This morning I found a blog and an op-ed on the AJC.com about giving teachers report cards. The writer of the op-ed says the following:
The most reliable measure of whether teachers will succeed with a class is whether they have succeeded before, but the relevant data are treated as top secret by most districts. While a parent can find out how third-graders at their school fared on the state’s Criterion-Referenced Competency Tests last year, they can’t tease out how Ms. Brown’s third-grade class, or Mr. Smith’s, performed.
Virtually all data about individual teacher performance disappear into some black hole. If you pull up the latest state Department of Education Report Card for Gwinnett’s Brookwood High School, for example, you can find out that 45 percent of algebra students exceeded standards, 36 percent met, and 18 percent failed.

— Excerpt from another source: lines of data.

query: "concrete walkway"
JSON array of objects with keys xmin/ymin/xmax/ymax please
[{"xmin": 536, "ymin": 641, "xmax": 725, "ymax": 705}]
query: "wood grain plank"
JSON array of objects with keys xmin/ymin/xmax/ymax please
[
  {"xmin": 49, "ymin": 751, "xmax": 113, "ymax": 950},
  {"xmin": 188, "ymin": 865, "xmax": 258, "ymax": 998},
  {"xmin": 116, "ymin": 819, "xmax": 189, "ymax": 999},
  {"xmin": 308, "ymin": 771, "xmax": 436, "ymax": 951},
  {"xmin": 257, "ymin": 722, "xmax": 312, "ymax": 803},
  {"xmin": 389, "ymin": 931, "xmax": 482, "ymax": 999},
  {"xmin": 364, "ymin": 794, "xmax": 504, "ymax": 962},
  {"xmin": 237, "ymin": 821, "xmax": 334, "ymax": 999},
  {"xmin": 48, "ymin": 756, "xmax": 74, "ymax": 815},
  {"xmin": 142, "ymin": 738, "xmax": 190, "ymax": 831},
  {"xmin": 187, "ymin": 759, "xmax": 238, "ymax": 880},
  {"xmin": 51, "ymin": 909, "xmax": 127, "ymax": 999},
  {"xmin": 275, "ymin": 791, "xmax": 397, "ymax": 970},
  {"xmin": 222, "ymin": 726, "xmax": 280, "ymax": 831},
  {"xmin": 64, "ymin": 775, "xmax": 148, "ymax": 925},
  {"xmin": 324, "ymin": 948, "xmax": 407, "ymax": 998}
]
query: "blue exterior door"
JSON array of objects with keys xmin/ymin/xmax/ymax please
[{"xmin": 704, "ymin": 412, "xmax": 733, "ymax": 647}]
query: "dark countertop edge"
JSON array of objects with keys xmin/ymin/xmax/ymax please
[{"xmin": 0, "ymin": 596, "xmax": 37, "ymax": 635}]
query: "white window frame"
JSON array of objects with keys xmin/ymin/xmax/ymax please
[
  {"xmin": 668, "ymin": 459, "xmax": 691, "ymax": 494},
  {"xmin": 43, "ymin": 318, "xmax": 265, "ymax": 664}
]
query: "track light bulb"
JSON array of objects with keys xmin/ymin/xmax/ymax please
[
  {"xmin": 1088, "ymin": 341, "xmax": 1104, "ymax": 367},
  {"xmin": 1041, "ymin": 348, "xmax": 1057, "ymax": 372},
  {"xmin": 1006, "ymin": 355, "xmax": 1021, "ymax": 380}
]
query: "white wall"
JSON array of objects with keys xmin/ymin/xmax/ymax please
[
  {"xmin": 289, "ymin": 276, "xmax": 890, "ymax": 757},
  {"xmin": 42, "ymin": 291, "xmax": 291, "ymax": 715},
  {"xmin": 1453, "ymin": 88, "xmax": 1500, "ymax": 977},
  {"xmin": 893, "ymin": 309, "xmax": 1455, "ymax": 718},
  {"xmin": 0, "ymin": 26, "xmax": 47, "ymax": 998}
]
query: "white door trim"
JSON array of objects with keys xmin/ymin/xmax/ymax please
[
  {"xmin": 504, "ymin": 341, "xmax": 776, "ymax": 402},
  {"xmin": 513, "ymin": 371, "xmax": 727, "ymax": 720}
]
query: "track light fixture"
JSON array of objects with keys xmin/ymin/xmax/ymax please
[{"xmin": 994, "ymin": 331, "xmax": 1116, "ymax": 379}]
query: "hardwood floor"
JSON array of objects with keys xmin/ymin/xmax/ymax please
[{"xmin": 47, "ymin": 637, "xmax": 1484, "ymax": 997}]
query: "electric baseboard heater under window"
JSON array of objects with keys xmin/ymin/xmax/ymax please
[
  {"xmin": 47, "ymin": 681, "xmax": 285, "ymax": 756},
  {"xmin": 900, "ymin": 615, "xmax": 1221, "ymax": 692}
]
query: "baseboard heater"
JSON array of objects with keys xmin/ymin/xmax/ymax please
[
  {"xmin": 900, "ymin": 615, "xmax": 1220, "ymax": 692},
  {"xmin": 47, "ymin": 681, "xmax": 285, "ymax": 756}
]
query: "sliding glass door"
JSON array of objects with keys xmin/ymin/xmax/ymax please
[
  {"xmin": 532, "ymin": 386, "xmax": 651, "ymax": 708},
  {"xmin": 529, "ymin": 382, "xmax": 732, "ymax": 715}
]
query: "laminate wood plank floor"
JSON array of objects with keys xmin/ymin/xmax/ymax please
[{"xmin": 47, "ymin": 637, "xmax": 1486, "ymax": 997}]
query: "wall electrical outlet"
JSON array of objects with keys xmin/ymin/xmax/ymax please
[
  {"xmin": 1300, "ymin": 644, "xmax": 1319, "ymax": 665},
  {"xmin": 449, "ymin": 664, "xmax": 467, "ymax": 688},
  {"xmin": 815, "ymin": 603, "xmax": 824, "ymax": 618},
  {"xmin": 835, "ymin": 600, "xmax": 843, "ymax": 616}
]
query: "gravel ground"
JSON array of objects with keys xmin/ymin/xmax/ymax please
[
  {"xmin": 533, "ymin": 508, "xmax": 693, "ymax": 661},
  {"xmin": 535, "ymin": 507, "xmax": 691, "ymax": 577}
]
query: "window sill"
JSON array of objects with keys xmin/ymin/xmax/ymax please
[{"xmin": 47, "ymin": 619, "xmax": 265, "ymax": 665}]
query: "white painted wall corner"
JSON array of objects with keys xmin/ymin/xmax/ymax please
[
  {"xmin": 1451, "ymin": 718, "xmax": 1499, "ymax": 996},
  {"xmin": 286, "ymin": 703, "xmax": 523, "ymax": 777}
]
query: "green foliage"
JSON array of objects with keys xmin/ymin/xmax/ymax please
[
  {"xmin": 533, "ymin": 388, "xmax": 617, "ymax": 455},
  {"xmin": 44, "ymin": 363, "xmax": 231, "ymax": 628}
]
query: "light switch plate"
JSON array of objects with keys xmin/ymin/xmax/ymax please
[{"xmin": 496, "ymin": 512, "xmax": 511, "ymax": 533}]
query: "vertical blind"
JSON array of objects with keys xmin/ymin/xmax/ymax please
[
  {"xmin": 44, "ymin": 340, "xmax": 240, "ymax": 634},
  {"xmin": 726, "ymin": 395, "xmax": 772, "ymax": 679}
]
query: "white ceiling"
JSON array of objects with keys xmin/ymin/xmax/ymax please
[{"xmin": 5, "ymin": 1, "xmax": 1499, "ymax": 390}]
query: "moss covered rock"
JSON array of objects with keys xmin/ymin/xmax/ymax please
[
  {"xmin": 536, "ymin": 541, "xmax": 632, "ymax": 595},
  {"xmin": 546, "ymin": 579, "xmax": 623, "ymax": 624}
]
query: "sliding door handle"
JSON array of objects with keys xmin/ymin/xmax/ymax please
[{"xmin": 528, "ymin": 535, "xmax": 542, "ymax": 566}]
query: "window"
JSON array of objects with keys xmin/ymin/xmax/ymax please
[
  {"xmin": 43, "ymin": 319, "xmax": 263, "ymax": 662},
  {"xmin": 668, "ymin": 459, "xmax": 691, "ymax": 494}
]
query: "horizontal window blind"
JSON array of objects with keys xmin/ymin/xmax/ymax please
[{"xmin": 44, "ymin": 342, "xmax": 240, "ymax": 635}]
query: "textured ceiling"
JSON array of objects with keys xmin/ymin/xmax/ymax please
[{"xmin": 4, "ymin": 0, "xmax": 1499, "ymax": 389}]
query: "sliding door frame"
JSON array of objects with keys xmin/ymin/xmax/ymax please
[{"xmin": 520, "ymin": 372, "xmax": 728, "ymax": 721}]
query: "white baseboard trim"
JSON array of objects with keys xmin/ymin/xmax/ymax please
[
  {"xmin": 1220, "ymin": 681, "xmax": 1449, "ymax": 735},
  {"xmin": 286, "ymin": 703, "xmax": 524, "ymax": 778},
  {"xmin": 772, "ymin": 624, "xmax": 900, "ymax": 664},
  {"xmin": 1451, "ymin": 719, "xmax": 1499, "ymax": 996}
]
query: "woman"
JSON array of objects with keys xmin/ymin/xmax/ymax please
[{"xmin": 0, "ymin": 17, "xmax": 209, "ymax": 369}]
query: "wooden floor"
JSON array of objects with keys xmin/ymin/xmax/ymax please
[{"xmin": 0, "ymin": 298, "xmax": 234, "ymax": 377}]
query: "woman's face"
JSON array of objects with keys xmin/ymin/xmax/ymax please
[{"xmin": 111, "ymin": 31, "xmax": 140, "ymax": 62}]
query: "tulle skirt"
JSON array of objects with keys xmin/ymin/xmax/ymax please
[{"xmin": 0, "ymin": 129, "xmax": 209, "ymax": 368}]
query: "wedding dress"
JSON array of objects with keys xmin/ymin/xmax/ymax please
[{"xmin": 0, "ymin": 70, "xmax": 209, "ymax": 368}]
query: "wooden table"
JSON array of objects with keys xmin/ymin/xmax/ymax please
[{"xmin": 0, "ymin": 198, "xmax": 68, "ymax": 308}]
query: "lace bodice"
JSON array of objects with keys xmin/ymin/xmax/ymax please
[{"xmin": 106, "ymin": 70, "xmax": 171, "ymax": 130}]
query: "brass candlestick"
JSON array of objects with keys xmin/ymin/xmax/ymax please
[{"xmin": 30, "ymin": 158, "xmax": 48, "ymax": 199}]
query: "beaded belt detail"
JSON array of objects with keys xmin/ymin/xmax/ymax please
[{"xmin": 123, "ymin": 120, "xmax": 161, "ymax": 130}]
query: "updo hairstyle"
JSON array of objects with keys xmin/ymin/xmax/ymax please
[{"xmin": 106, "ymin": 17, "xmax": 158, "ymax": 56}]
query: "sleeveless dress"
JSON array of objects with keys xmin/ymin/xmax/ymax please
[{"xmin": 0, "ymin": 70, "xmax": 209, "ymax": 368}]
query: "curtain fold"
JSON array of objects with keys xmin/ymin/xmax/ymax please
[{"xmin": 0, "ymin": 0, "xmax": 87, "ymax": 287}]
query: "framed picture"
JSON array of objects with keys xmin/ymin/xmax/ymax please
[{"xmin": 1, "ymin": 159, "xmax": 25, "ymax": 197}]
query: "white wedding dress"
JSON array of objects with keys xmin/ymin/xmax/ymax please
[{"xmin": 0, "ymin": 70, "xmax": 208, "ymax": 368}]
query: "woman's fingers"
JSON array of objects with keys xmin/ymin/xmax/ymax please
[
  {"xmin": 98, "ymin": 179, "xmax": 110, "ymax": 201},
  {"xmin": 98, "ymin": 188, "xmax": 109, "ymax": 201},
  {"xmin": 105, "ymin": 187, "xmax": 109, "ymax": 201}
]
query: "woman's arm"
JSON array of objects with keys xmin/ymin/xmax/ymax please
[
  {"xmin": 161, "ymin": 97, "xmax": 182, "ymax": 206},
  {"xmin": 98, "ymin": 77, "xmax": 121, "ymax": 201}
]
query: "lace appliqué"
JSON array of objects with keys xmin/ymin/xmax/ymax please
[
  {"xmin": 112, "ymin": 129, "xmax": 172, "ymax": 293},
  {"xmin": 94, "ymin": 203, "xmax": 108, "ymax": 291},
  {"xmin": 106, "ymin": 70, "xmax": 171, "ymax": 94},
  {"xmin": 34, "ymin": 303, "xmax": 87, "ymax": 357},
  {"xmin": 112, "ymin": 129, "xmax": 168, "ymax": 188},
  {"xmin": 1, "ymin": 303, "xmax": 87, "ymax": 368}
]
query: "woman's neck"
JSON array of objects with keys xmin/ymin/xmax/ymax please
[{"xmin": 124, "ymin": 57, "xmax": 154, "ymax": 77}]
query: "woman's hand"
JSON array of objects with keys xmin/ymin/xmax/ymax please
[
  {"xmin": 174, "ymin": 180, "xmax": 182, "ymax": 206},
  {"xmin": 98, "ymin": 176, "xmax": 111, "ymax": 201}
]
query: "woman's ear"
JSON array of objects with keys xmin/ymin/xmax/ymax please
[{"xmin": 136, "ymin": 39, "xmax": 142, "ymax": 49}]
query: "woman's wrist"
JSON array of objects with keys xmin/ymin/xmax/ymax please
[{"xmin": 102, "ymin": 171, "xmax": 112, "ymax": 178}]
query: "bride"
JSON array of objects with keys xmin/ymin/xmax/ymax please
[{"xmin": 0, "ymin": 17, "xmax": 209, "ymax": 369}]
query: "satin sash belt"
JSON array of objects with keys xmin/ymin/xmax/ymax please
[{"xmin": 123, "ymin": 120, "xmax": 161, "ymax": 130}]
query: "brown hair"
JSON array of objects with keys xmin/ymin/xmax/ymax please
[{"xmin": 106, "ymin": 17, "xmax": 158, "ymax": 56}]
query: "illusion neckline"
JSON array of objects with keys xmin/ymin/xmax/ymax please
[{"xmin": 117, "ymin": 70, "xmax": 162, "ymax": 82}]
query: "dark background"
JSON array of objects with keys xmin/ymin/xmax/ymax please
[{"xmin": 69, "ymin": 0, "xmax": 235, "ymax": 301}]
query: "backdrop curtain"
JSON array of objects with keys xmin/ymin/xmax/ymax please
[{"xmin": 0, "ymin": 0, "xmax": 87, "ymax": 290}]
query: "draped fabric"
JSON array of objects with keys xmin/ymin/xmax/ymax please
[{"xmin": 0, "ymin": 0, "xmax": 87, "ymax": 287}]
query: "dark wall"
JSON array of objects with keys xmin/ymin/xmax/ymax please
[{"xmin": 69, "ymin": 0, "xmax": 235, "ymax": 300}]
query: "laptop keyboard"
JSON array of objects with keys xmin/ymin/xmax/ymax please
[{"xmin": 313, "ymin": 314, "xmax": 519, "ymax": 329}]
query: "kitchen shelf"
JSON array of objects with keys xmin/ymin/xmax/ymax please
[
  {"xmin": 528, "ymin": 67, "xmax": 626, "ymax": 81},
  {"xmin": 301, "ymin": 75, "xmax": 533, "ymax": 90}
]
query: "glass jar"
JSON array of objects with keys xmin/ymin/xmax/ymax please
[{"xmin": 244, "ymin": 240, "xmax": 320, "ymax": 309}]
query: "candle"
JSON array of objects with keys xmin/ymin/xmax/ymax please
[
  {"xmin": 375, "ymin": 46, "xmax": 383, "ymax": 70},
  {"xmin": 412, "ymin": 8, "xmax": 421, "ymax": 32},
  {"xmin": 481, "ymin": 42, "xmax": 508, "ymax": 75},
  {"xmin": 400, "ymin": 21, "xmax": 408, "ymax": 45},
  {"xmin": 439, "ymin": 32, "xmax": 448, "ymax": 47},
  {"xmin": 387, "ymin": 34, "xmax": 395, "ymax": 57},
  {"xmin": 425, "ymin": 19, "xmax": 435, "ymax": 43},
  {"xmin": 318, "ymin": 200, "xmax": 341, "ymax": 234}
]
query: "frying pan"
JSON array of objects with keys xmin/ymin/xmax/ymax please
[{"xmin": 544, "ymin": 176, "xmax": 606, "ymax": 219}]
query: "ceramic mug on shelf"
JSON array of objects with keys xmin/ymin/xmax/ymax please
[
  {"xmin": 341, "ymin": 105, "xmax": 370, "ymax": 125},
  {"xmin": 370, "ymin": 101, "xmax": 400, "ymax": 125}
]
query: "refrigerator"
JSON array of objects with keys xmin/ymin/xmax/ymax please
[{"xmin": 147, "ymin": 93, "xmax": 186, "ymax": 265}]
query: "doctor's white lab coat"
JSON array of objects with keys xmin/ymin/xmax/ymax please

But there’s no way Brookwood parents can discern whether any corollary exists between student pass rates and specific math teachers. Nor can you match Advanced Placement scores to teachers — unless there’s only one person teaching an AP course that year.
True, test results for a single year won’t tell parents much; it could be that a teacher walked into a class of slow learners one year and a class of Einsteins the next.
However, it would be helpful and fair to examine a teacher’s performance over several years. If Brookwood parents discovered that the students of one algebra teacher consistently surpassed standards and students of another repeatedly failed, they’d push hard to get their kid in the former’s class.
Now, please don’t get it twisted. I’m all about teacher accountability. Really, I am. I believe that teacher performance does make a difference in the education of our students. But I think I need some more information on how this would work before I can decide if I’m sold on it.
In some school environments, parents request class changes for their children just so their child can receive an A. Does that mean the child is high achieving or does that mean that the teacher is a lax grader? Right now, we’re in an educational environment that emphasizes high achievement on standardized tests. If my students pass the test, does that make me a great teacher? Are you really able to gauge their ability to successfully understand and articulate the principles behind the Declaration of Independence or the Emancipation Proclamation when all they have to do is bubble in an answer?
Teachers are an integral part of the education system, and I’m all for holding US (yes, including me) accountable. And report cards might be part of that system of accountability. But I would hope that these (and other) options would be FULLY explored before anything is put into place.